The purpose of this assignment is to become more familiar with bit-level representations of numbers. You’ll do this by solving a series of programming puzzles. Many of these puzzles are quite artificial, but you’ll find yourself thinking much more about bits in working your way through them.

We recommending working on the corresponding lab first. (Unlike the homework, you can collaborate with other students on the lab.)

1 Logistics

Work individually (no group work)

2 Coding Environment

Submit code via the custom code environment. That environment is focused on code correctness and obeying coding limitations; you might find it useful to write code in C on your own computer where you can use printf, get good compiler error messages, etc., and then paste your code into the code environment.

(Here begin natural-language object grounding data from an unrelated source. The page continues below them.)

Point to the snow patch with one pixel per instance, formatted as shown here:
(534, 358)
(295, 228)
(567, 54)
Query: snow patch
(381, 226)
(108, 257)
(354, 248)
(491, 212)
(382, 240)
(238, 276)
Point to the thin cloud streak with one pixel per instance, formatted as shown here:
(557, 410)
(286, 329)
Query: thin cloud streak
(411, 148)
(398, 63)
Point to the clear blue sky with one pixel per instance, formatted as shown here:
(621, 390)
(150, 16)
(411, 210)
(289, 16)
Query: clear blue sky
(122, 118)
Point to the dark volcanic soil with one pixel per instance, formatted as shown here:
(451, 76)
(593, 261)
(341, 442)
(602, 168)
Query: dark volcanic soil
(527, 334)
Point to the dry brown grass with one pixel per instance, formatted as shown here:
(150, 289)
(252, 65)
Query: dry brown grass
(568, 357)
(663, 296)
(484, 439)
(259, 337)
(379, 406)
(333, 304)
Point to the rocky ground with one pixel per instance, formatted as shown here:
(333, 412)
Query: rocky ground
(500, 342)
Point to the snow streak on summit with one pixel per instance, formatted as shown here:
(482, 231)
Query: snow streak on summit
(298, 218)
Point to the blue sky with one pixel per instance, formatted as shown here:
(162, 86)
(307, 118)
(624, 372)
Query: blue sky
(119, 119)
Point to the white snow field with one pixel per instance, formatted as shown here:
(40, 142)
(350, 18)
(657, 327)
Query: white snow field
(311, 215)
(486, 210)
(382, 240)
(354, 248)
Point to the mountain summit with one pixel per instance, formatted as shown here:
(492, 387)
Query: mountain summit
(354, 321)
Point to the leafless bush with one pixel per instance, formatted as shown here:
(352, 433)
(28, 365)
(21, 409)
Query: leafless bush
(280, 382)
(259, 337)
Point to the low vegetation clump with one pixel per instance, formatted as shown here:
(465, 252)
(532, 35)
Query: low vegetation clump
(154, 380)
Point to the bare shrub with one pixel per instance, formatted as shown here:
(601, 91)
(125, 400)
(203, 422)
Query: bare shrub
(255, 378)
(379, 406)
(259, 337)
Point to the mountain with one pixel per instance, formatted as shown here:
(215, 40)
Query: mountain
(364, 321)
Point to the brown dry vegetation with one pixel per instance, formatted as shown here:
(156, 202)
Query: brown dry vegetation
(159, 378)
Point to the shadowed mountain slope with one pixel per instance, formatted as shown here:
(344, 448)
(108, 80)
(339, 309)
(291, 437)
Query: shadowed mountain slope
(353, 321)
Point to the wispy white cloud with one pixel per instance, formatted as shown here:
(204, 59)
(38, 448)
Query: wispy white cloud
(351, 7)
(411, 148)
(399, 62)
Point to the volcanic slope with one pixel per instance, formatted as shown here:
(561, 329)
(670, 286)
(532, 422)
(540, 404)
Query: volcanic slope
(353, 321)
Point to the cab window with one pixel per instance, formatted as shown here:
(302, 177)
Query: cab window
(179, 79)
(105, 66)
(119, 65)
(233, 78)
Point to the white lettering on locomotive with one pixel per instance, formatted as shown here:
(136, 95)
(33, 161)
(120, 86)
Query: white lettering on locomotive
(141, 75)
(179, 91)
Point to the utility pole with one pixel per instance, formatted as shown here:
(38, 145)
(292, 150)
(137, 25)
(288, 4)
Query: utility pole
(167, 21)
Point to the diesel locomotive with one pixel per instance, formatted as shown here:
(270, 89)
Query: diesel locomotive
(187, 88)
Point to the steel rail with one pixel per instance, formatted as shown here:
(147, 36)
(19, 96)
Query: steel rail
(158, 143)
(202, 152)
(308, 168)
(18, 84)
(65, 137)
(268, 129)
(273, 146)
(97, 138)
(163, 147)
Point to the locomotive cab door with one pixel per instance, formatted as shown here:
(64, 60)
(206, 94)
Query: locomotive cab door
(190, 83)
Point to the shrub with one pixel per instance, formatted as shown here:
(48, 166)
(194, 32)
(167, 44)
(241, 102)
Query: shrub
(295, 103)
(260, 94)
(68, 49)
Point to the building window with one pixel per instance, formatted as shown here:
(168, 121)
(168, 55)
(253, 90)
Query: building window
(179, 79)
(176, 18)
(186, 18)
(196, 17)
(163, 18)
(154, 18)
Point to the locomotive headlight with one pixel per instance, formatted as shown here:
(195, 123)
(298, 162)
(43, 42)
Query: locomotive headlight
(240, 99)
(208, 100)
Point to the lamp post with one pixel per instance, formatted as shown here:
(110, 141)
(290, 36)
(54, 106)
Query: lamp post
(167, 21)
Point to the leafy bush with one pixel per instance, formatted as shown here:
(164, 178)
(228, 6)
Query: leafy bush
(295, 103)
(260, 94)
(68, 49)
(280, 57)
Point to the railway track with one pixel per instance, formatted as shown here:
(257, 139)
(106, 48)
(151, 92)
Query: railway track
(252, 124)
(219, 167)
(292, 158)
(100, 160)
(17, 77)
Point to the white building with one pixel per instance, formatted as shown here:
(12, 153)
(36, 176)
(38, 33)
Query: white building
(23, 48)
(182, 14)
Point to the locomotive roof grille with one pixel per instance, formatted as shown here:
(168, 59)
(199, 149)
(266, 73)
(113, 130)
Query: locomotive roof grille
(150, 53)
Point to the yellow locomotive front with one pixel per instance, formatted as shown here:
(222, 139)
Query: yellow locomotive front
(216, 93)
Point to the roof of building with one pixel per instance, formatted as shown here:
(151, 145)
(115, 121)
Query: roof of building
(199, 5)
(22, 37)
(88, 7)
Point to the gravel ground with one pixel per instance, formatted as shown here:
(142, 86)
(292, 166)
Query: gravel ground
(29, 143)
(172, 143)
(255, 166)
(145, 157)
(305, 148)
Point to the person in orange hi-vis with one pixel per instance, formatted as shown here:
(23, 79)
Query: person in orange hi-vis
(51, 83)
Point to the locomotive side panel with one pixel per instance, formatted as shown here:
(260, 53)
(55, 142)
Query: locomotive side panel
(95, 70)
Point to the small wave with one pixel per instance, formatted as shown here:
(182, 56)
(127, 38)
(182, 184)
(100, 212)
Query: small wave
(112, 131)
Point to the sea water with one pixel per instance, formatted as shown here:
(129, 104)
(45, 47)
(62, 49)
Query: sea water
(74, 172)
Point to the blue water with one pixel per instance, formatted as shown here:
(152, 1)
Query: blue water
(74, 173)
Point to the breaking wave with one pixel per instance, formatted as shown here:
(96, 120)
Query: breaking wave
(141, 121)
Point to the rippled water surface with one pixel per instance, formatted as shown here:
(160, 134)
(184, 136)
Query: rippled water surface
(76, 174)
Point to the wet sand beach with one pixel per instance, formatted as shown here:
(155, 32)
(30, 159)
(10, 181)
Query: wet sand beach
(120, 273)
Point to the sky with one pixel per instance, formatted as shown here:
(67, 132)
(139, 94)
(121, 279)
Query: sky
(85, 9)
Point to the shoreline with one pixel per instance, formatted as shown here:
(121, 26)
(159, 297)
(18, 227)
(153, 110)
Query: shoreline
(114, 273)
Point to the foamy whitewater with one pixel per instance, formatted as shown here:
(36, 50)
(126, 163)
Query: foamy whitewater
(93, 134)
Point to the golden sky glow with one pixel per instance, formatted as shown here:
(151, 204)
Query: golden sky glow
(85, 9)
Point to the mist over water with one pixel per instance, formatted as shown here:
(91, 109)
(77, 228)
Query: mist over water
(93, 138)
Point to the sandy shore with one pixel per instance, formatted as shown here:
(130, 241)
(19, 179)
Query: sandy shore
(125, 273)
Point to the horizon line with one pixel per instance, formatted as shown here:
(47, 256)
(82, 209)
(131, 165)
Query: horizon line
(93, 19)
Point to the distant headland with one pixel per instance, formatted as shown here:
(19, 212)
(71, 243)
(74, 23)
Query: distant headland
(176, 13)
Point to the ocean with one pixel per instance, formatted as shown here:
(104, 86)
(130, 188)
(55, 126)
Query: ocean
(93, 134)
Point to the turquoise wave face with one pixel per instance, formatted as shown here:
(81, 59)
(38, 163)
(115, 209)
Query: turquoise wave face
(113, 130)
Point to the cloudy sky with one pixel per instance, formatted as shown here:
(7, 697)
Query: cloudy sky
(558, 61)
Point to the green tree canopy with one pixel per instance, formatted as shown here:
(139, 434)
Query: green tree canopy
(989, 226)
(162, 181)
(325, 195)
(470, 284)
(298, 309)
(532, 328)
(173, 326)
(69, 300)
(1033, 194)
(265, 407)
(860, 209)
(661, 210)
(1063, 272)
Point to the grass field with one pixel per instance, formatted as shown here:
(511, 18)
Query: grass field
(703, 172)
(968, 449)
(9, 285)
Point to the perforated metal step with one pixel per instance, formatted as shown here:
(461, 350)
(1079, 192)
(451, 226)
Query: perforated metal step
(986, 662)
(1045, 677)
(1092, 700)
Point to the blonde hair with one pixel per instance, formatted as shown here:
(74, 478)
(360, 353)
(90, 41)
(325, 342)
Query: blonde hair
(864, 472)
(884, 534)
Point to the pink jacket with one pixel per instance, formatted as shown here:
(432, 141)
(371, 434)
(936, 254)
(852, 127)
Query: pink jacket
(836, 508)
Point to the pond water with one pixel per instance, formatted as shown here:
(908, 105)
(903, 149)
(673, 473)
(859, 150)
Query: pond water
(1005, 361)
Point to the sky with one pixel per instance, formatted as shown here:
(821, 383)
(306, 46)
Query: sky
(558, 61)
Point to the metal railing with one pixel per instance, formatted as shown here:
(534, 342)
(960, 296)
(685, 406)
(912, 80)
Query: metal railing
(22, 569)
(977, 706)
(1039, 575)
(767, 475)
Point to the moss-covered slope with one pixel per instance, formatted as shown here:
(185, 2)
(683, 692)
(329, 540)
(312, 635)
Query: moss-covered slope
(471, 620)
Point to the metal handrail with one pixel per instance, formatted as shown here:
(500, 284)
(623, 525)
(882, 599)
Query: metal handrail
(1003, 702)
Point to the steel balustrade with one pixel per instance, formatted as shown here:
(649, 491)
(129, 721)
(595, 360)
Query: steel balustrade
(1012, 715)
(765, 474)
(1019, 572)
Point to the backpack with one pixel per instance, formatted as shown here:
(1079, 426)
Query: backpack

You can also go the other way, copying from the code environment and pasting in your own editor.

3 Rules

You are restricted to a subset of C

Violating any of the above rules except the number of operators will result in 0 points. Partial credit is awarded if you have the correct functionality following all of the rules except the operator count.

4 The Puzzles

There are five puzzles in the homework set. Unlike the corresponding lab, they are not presented in any particular order; if one stumps you the next may well seem easier.

allEvenBits

A mask and emulating the == operator with subtraction will help. (Recall that in two’s complement, negation is flipping all bits and adding 1.)

byteSwap

Lots of masks and shifting in this one. Isolate the bits that are moving into their own variables, clear their destinations in the original number, then put them back in into the number in their new locations.

multFiveEighths

Section 2.3.6 (Multiplying by Constants) and 2.3.7 (Dividing by Powers of Two) in the textbook have most of the solution described, if not explicitly given.

addOK

Overflow with + will always produce a result with the wrong sign. Note that (non-negative) + (negative) can never overflow.

bitParity

^ is your friend. In fact, it is almost all you need.

5 Evaluation

Correctness points.

Each puzzle you must solve has been given a difficulty rating between 1 and 4 and is worth that many points. This is awarded all-or-nothing per puzzle: you either obeyed the coding rules and got all inputs correct or you did not.

Performance points.

There are an additional 2 points per puzzle that are awarded if you use a small number of operators. Again, this is all-or-nothing: you either met the limit or you did not. Why all or nothing? Partly because it is a proxy for did you use an efficient approach or not, but there is a real-world case for it too: for some real-time systems fast enough is fast enough and too slow is unusable.

Opt-in Competition

You may elect to provide a publicly visible name and have the operation counts of your working code logged on a competition scoreboard.